The elements in this standard — defined as API resources — derive from the Ed-Fi Unifying Data Model (UDM) v3.0, which captures a view of the student and related data elements focused on student performance. The UDM also exists to ensure that all standards published by the Ed-Fi Alliance share a common data model, and are therefore consistent with each other.
This standard describes the data definitions and structure (from the UDM), the formatting of the data (bindings and JSON serialization), and movement of that data (or transport). All are necessary for data to be efficiently exchanged between systems. This allows data to be combined with other indicators of student performance (such as assessment results) and used to inform instructional decision-making.
API Resources and API Interactions
The API standards described allow applications to read and write student data through a secure REST interface.
API implementers and clients are expected to follow all guidelines in the Ed-Fi API Design and Implementation Guidelines. These include requirements relating to errors, authentication, security, and other aspects of API usage and implementation. Any MUSTs from that document should be considered required. If there are differences between the requirements included in this document and that one, the information provided in this document has precedence.
An Open API definition of the REST interface is provided in the Ed-Fi RFC 16 - Open API Spec section. Consumer implementations wishing to conform to this standard are expected to implement all paths and resources described in the specification. Providers wishing to conform to this standard are expected to be able to manage all API resources described, and accurately follow the semantics as described in the Ed-Fi UDM.
The architecture covered by this model of data exchange is intended to serve the following example use cases. Note that these are illustrative only: they are intended to highlight principal high-value use cases and do not cover all possible use cases.

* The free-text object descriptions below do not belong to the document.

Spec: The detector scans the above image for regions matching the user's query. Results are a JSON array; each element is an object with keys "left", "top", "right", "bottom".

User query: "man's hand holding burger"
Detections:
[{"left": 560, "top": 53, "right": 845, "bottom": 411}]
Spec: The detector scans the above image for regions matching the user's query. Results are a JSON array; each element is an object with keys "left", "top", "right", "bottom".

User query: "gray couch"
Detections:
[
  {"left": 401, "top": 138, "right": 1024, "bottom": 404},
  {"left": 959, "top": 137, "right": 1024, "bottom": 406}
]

- A local education agency (LEA) desires to extract a variety of data from its student information system in order to power student-performance dashboards it provides to teachers, counselors, and principals at all district schools. The data to be included from the student information system includes demographics, grades and transcript info, attendance, behavior, and student program participation data (e.g., Title I, SPED). The SIS is able to synchronize a copy of its data using the Core Student Data Management API into an intermediate operational data store that is used to feed downstream analytic data marts, including those that power the dashboards deployed by the LEA.
- A state education agency (SEA) needs to collect data on the performance of students and schools so that it can evaluate statewide needs and help manage improvement of education on a statewide level. These collections often include very granular student-level data (i.e., data on individual students) so that data can be aggregated into several other reports and data marts in flexible ways (e.g., calculate different kinds of aggregate metrics). The data needed for the reports generated by the SEA includes student and staff demographics, program participation, attendance, discipline, transcript data, and graduation progress information. The data needs to be synched in near-real time to support the ability of LEAs within the state to correct and fix data in source systems and have it re-communicated to the state by the SIS system within tight windows of time defined by the SEA.

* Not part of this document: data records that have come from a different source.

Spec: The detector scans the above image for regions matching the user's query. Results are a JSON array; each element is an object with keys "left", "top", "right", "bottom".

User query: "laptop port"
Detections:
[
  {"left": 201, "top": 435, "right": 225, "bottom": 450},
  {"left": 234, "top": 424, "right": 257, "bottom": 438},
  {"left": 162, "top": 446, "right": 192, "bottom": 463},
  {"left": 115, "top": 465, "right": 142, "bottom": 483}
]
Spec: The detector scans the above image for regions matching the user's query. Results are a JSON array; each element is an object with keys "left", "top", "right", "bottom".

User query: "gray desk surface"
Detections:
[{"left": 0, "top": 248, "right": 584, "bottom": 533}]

- A local education agency has an Individualized Education Plan (IEP) case-management system that is used for managing special education student activity and reporting. That system incorporates a variety of data from a SIS system, typically more than the enrollment and basic demographics provided by standard roster exchange. For example, the case-management system needs information on past SPED and other program participation, parental information, plus attendance and discipline information. The LEA uses the Core Student Data Management APIs to connect data in near-real time to the IEP case-management system and thereby provide the system a rich set of information on students with IEPs.